Four Spokane Valley City Council seats are up for grabs, but only the Position 4 race drew more than two candidates. So it’s the only contest that voters need concern themselves with in the Aug. 6 primary.
The contest comes down to the differing visions for the city. One view embraces its current status as a low-key bedroom community that reluctantly remains a city. The other would raise its profile as the state’s 10th largest city in its 10th year of existence.
Deputy Mayor Gary Schimmels, 75, is the incumbent and has been on the council from the beginning. Ed Pace, 66, ran for the council four years ago and has the backing of the Positive Change group that controls the current council. Both are content with the laid-back nature of the city and want to keep taxes as low as possible.
This is also the second run for DeeDee Loberg, 50, and she is back with a more polished presentation and the same high energy. The longtime community activist serves as the Washington state PTA programs director. She would like to challenge the current council to think bigger and plan for the long term. She notes that the city has gained about 12,000 residents since incorporation and can’t continue to amble along an ad-hoc decision-making path.
Taxes and budget reserves are key issues. The council has not taken an allowed 1 percent property tax increase for several years, but it is dipping into its reserves to pay for items such as the beautification of the Sprague-Appleway entrances to the city. This frustrates Loberg, who wants a long-range plan in place before the city spends money on such projects. We agree that without that a plan, it becomes difficult to evaluate whether to take a property tax increase or spend reserves.
All the candidates agree that the Sullivan Bridge project is vital, but the city needs $4 million to leverage other funding. Loberg says tapping reserves for the bridge is justified because more state funding is unlikely. But she wants the city to develop plans for all of its infrastructure needs, including improvements to its parks.
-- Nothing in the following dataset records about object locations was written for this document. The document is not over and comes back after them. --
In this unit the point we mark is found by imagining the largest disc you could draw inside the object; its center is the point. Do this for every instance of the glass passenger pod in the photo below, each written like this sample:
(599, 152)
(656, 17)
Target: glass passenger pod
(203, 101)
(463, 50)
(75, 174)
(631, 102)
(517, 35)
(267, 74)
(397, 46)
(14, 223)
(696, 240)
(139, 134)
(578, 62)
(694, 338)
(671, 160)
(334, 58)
Schimmels, who is retired from the construction industry and formerly owned Affordable Lock Express, has voted against tapping reserves, which appears to explain his falling-out with the Positive Change group, which has funneled contributions to Pace instead. However, he said he would spend reserves if that were the only way to complete the Sullivan Bridge project.
Pace, who is the pastor of Caring Ministries at Redeemer Lutheran Church, said he needs to learn more about the bridge and transportation funding in general, but he would be reluctant to ever raise taxes, which increases pressure on the reserves. He says the city can get out of this jam by attracting more businesses, but he isn’t interested in promotional or branding initiatives that would raise the city’s profile.
The small-government view is already well-represented on the council. Pace would join that lockstep coalition. Schimmels shows more independence and has greater experience. Loberg would bring energy and a passion for city planning that the current council needs.
We recommend voters move Schimmels and Loberg into the next round.